George Soros funds reversal of Brexit vote

08 Feb 2018

US billionaire George Soros foundation donated over £400,000 to reverse the Brexit vote, The Guardian reported.

The business magnate is the founder of the Open Society Foundation (OSF), and made over £1 billion betting against the pound on Black Wednesday, which forced the UK government to pull it from the European exchange rate mechanism.

The Best for Britain campaign which favours remaining in the EU, rather than fighting for a soft Brexit, has received the six-figure sum from OSF since the June 2017 election, The Guardian reported citing sources.

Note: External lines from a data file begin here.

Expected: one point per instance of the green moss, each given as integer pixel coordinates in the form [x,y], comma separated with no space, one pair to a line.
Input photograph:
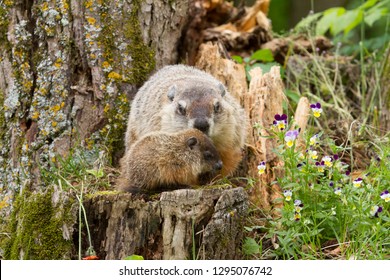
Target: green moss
[2,117]
[36,228]
[102,193]
[143,56]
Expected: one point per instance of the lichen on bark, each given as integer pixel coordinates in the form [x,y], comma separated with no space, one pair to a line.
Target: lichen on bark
[41,226]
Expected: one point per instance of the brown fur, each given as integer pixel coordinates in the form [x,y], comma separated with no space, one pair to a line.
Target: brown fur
[161,161]
[179,97]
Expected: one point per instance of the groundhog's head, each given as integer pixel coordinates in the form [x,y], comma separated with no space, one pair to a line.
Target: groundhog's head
[210,161]
[194,105]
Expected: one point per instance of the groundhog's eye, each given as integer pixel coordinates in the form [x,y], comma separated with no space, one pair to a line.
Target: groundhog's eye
[217,107]
[207,155]
[181,109]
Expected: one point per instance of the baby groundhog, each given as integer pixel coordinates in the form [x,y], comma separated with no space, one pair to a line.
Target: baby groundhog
[179,97]
[163,161]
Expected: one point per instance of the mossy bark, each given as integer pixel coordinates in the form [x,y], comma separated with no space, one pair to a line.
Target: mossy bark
[182,224]
[68,70]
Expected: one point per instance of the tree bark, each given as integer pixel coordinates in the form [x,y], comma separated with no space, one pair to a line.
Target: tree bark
[167,228]
[68,71]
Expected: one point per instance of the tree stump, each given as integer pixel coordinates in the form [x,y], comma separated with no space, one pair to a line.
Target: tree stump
[182,224]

Lord Malloch-Brown, a former UK government minister and deputy UN secretary general, chairs the Best for Britain campaign, co-founded by Gina Miller, who took the UK government to court over the triggering of the Article 50 process to leave the EU.

Malloch-Brown said the campaign group had followed all rules and regulations governing financial contribution. ''We, like millions of people, believe that Britain should lead, not leave, Europe,'' he said.

''We work with campaigners, businesses, unions, politicians and community groups to make sure everyone has a strong campaigning voice,'' he said.

According secret analysis, hard Brexit would cost public finances £80 billion.

Meanwhile, free trade deals with non-EU countries would add less than 1 per cent to the long-term growth of the UK economy, The Times reported citing a leaked government analysis of Brexit.

According to economists, the benefits from boosting trade with non-EU countries would not offset the slower growth forecast under every form of Brexit. Growth could be about 5 per cent less by 2033-34 than forecast at present if any deal resembled the free trade agreement with Canada.

According to commentators, the best possible trade deal between the UK and US would provide around half of any gain from all non-EU deals, which would increase pressure on Theresa May to strike an agreement with Donald Trump as quickly as possible after Britain leaves the EU.